Par ailleurs, les lieux traversés par l’autoroute, puis la route de montagne dans le val d’Anniviers, sont l’objet de nombreux rappels géographiques ou historiques. Mais l’auteur laisse aussi s’exhaler sa légitime colère contre des horreurs urbanistiques ou architecturales. A ce propos, nous ne résistons pas au plaisir de citer son jugement sur, ou plutôt contre le centre Vinorama à Rivaz, après la très discutable destruction des Moulins coopératifs qui étaient pourtant le témoin d’une autre histoire économique: «Au bord de la rive, des vignerons mal renseignés ont construit un caveau de dégustation de style urbain, très design, enfoui comme un bunker alors que l’atout numéro un de la région, c’est son incomparable décor naturel. Une erreur! Un raté monumental où il ne lèvera plus son verre!» (p. 37). Le passé évoqué par les lieux traversés n’est pas toujours glorieux: ainsi l’immédiat après-guerre où La Tour-de-Peilz était surnommé Vichy-sur-Léman, tant les collabos en exil s’y pressaient…

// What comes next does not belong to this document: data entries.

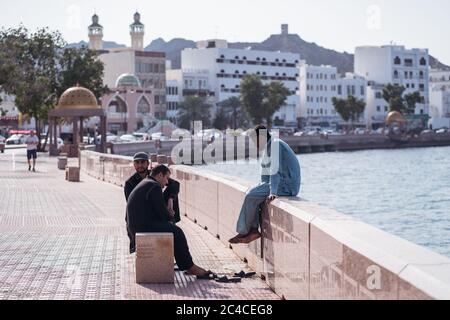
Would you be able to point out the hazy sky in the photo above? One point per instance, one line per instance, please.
(335, 24)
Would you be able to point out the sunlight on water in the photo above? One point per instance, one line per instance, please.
(404, 192)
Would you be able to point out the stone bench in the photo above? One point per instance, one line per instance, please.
(154, 258)
(73, 174)
(62, 162)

Le parcours permet aussi des réminiscences littéraires ou picturales: Hodler, Jacques Chessex, le sculpteur Raboud, Graham Greene, Rilke, l’Ecole de Savièse et bien d’autres. Avec le risque que ce parcours se mue ici ou là en Guide du Routard ou Guide Michelin. L’auteur procède parfois par association d’idées: le hameau de Chamby rappelle le souvenir de Hemingway, qui écrivait ses livres et chroniques sur la fameuse petite machine à écrire Hermès Baby, laquelle permet d’évoquer la lamentable chute de l’empire industriel Paillard-Bolex-Précisa… et le véritable délit d’initié qui accompagna sa fin.

Mais un personnage hante littéralement le narrateur et exerce sur lui une fascination, non dénuée cependant de distance critique: celui de Jean-Eugène Desadrets, syndic, conseiller d’Etat puis conseiller fédéral vaudois, pilier du parti radical, que chacun aura reconnu sous son pseudonyme. Vallotton décrit fort bien l’art oratoire de cet homme de contact, de discours, de cantines, mais aussi d’une véritable vision européenne: «Son style ampoulé fait d’interminables périodes truffées d’incises paraîtrait bien désuet de nos jours, mais cela impressionnait en ce temps-là et dégageait un charme certain» (p. 56). Il est surtout question dans le livre d’une sombre affaire privée, liée au sexe, qui faillit mettre fin à la carrière de ce politicien d’exception. L’histoire se dévoile par bribes, apportant à l’ensemble du livre un certain suspense. En réalité, ce qui est en question ici, ce ne sont pas les écarts extra-conjugaux du personnage, mais la véritable conspiration du silence autour de cette affaire où pourtant il y avait eu mort d’homme. Certes, impensable de nos jours où une presse populaire aux abois jette la vie privée en pâture à des lecteurs avides de détails croustillants. Ce n’est donc pas tant l’histoire privée de Desmarets qui est en cause, mais le black-out total autour de celle-ci. La «consigne du silence» fut alors totale pour «étouffer le scandale».

Il faut reconnaître aussi à Jacques Vallotton – par ailleurs grand amateur de marches et ascensions en montagne – sa sensibilité à la nature, qui s’exprime par exemple dans les belles pages consacrées à une forêt sur les hauts de Saint-Luc.

Le livre n’offre pas de révélations sensationnelles ou absolument inédites. Mais il constitue, sous une forme agréable et vivante, un bel exercice de réflexion d’un journaliste sur son métier.